RCM Framework

Chapter 9 — RCM Framework

From Static Spreadsheet to Living System

Traditional Reliability Centered Maintenance is a static exercise. A team of engineers spends weeks in a conference room filling out worksheets: functions, functional failures, failure modes, consequences, maintenance strategies. The output is a binder that sits on a shelf, consulted occasionally, updated rarely, and eventually forgotten as plant conditions change and equipment is modified.

RAPID AI transforms RCM from a static artifact into a living system. Sensor data continuously updates failure probabilities. Risk Priority Numbers recalculate in real time.
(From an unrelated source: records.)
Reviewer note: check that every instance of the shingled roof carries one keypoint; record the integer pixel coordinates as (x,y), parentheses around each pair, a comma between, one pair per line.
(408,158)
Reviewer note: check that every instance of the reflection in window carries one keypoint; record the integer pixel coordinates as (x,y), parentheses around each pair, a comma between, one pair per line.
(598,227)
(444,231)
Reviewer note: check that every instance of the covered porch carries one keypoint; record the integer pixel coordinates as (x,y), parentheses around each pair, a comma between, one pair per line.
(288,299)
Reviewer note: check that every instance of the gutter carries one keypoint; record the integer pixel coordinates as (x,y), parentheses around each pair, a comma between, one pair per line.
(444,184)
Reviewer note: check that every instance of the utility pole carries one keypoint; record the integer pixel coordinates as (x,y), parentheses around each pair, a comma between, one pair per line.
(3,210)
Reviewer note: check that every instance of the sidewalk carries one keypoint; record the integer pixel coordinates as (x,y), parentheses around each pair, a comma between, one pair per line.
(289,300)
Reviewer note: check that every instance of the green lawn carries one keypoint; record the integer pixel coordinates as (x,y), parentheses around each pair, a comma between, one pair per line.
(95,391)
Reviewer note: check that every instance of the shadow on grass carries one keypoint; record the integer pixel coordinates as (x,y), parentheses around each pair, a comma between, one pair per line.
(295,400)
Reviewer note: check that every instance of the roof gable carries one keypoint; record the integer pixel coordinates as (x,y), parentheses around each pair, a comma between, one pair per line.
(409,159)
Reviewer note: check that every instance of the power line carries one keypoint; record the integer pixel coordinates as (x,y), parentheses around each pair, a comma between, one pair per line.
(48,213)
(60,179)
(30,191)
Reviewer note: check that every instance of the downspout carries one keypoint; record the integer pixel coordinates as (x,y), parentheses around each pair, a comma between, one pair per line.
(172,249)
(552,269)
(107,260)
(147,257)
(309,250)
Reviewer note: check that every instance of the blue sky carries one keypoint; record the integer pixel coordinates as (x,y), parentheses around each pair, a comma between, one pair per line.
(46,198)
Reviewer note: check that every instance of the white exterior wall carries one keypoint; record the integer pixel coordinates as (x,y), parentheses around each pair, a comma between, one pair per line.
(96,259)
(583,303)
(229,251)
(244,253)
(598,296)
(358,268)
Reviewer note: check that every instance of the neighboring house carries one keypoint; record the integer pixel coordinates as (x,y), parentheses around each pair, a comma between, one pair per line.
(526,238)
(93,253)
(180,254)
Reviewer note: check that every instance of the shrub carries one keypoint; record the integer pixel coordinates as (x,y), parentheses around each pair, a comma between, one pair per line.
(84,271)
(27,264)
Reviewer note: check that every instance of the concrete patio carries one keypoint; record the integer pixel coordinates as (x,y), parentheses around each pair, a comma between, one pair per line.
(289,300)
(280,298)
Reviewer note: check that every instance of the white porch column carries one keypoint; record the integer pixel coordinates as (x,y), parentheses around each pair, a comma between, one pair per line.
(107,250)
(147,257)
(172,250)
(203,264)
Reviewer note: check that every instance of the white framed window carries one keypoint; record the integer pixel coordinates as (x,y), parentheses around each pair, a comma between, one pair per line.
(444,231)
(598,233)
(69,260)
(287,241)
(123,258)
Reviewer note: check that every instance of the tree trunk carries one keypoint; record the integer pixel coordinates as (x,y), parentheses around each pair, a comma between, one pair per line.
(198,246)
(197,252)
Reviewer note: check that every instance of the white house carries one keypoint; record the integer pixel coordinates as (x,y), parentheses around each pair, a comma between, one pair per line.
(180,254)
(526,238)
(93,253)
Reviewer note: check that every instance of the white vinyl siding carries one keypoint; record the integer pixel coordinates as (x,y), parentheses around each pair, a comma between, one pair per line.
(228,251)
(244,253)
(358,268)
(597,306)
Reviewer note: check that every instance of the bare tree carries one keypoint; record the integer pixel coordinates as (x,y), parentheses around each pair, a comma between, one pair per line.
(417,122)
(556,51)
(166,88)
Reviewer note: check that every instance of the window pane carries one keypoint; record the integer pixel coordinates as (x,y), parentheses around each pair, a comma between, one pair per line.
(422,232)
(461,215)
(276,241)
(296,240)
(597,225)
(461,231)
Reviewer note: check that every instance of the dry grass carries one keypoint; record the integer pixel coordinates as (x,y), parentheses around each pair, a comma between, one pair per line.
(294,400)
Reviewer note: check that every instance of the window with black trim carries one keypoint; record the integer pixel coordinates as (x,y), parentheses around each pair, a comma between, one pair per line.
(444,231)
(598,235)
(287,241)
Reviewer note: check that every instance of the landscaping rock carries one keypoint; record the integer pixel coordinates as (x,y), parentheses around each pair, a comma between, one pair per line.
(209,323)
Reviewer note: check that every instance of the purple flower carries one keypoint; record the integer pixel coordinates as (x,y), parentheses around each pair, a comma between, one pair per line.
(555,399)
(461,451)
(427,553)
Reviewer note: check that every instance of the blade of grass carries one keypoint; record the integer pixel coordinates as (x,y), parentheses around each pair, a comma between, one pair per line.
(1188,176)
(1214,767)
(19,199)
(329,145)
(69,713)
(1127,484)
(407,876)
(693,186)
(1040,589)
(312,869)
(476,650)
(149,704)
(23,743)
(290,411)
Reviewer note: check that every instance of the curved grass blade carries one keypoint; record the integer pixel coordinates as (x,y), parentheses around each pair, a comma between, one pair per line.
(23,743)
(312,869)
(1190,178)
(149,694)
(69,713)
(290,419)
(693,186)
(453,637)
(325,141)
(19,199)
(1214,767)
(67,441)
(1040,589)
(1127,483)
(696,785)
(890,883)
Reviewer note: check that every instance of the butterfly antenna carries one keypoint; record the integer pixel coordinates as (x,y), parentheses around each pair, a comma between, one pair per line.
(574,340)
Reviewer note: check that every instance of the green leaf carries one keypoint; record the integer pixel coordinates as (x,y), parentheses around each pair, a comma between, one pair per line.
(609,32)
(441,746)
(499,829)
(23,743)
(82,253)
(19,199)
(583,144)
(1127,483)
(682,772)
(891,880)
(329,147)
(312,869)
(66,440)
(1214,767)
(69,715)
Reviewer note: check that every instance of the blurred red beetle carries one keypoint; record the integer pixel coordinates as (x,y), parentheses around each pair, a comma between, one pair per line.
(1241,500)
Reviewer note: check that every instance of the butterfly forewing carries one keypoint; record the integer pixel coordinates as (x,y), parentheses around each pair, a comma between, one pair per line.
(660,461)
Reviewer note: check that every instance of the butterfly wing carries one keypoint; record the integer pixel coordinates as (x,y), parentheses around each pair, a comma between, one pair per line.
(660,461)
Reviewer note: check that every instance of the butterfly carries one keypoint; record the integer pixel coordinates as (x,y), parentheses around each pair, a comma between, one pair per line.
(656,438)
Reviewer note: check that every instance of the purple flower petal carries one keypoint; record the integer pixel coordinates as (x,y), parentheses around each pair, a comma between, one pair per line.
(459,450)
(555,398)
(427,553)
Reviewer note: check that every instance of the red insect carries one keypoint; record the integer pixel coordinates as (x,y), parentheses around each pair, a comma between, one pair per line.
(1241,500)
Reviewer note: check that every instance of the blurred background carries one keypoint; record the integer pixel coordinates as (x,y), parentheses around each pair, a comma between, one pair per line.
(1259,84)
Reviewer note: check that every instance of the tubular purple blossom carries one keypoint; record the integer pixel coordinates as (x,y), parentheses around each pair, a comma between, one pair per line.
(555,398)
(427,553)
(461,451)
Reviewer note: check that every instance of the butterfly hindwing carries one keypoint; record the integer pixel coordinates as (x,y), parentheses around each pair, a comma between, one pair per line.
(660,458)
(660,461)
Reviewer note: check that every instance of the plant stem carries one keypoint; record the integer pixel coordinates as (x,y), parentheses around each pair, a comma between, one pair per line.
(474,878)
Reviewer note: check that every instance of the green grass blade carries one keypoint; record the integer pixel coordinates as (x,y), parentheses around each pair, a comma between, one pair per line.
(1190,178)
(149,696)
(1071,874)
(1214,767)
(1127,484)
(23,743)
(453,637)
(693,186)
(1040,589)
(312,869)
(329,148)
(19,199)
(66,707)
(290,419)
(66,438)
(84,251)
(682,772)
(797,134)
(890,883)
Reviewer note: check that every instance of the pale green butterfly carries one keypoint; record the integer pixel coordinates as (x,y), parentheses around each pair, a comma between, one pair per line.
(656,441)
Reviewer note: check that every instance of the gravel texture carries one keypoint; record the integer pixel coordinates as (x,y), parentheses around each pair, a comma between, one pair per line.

Maintenance strategies adjust automatically as conditions change. The RCM workbook becomes a dynamic decision engine rather than a historical record.

The Function-First Approach

Dibyendu De’s RCM method inverts the traditional starting point. Classical RCM starts with components: “This pump has a bearing. What can go wrong with the bearing?” De’s method starts with function: “This pump must deliver 200 cubic meters per hour of cooling water at 35 meters head. How can that function fail?”

This inversion is critical because it ensures that maintenance effort is always directed at preserving function, not just replacing parts. A reliability engineer focused on components might replace a bearing that shows early damage. A reliability engineer focused on function might instead adjust the operating point to reduce the load that is damaging the bearing, preserving the function while extending the component life.

The RCM Hierarchy

The hierarchy flows from function to action:

Function (what the machine must do)
  -> Functional Failure (how can the function fail?)
    -> Failure Mode (what specific mechanism causes the functional failure?)
      -> Failure Cause (what initiates the failure mode?)
        -> Consequence (what happens when it fails?)
          -> Detection Method (can we see it coming?)
            -> Maintenance Strategy (what should we do?)
              -> Maintenance Task (specific action to perform)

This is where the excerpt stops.